Non sono infatti bastati i risultati superiori alle attese di Asml e Richemont, ne' i conti positivi delle banche americane. Sul sentiment pesano gli attacchi di Washington a Teheran, che in risposta ha annunciato una nuova chiusura di Hormuz.
Intanto il presidente della Fed, Kevin Warsh, ha riconosciuto in un'audizione al Senato Usa che gli investimenti guidati dall'AI stanno facendo aumentare i prezzi, 'ma se cio' sara' inflazionistico o meno, spetta alla Fed deciderlo'. Una posizione che ha in parte influito sull'inversione di rotta dei chip. 'Non ci sono pressioni a breve termine sulla Fed, ma il petrolio e' il fattore determinante nel lungo periodo', ha ricordato David Russell di TradeStation. 'L'energia ha salvato la situazione a giugno', ma la situazione potrebbe cambiare 'se lo Stretto di Hormuz non verra' riaperto presto', ha aggiunto.
A Piazza Affari si e' distinta Nexi (+4,7%), sostenuta insieme alle paytech dalle indiscrezioni sulla possibile offerta da 53 miliardi di dollari di Stripe e Advent per Paypal (+17%).
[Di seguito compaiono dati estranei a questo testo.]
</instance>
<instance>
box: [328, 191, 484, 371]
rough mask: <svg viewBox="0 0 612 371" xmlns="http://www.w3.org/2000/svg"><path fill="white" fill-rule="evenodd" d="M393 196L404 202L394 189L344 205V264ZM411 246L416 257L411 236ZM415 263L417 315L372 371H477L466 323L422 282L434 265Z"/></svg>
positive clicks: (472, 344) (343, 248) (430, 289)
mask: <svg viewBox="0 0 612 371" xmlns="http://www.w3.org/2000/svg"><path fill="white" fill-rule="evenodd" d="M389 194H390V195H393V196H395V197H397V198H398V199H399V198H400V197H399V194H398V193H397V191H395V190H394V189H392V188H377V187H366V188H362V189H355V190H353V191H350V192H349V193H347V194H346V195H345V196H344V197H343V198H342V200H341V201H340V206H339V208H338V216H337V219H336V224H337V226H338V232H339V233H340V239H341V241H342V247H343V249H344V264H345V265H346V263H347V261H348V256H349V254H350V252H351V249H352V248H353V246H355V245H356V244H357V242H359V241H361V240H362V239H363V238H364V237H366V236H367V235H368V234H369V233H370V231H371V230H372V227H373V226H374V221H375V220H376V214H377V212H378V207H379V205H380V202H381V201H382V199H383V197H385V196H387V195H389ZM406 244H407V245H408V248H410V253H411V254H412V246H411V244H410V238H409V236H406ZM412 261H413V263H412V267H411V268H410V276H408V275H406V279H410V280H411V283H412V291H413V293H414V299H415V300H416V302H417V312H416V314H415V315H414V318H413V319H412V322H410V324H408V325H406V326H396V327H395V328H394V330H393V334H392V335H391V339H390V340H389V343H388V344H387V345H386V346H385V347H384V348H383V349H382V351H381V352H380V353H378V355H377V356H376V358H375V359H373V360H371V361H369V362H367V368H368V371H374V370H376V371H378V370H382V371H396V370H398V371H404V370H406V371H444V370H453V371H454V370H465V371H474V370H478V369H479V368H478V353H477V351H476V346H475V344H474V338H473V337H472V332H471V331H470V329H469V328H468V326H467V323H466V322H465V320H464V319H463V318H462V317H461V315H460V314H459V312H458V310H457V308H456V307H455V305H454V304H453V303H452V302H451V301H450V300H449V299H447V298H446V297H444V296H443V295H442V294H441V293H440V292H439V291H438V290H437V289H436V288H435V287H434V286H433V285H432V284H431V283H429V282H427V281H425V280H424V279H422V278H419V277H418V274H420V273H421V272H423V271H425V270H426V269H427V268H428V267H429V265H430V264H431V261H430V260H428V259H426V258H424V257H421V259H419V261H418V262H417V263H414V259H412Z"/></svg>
In evidenza anche Stellantis (+3,3%), sull'onda lunga delle indicazioni sulle consegne del secondo trimestre. Tonico anche il lusso con Brunello Cucinelli (+3,8%) e Ferrari (+1,4%) che beneficiano degli ottimi risultati di Richemont. In coda St (-4%) che soffre in scia al comparto dei semiconduttori. Giu' allo stesso modo Prysmian (-2,5%), oltre a Eni (-2%) e alla difesa con Avio (-2,5%) e Leonardo (-1,2%).
Per le materie prime, il Brent settembre segna -1,1% a 83,8 dollari al barile, mentre il Wti viaggia a 78,6 dollari (-0,8%). Avanza invece il gas Ttf ad Amsterdam, +3% a 54,5 euro al megawattora, di nuovo sui livelli dello scorso marzo.
Poco mosso l'oro spot a 4.048 dollari l'oncia (-0,1%), mentre il bitcoin e' in rialzo a 65.300 dollari (+1,1%). Sul valutario, l'euro si e' attestato a 1,1437 dollari (da 1,144 della chiusura precedente). La moneta unica scambia anche a 185,4 yen (da 184,3), mentre il cambio dollaro-yen si e' portato a 162,1 (da 162).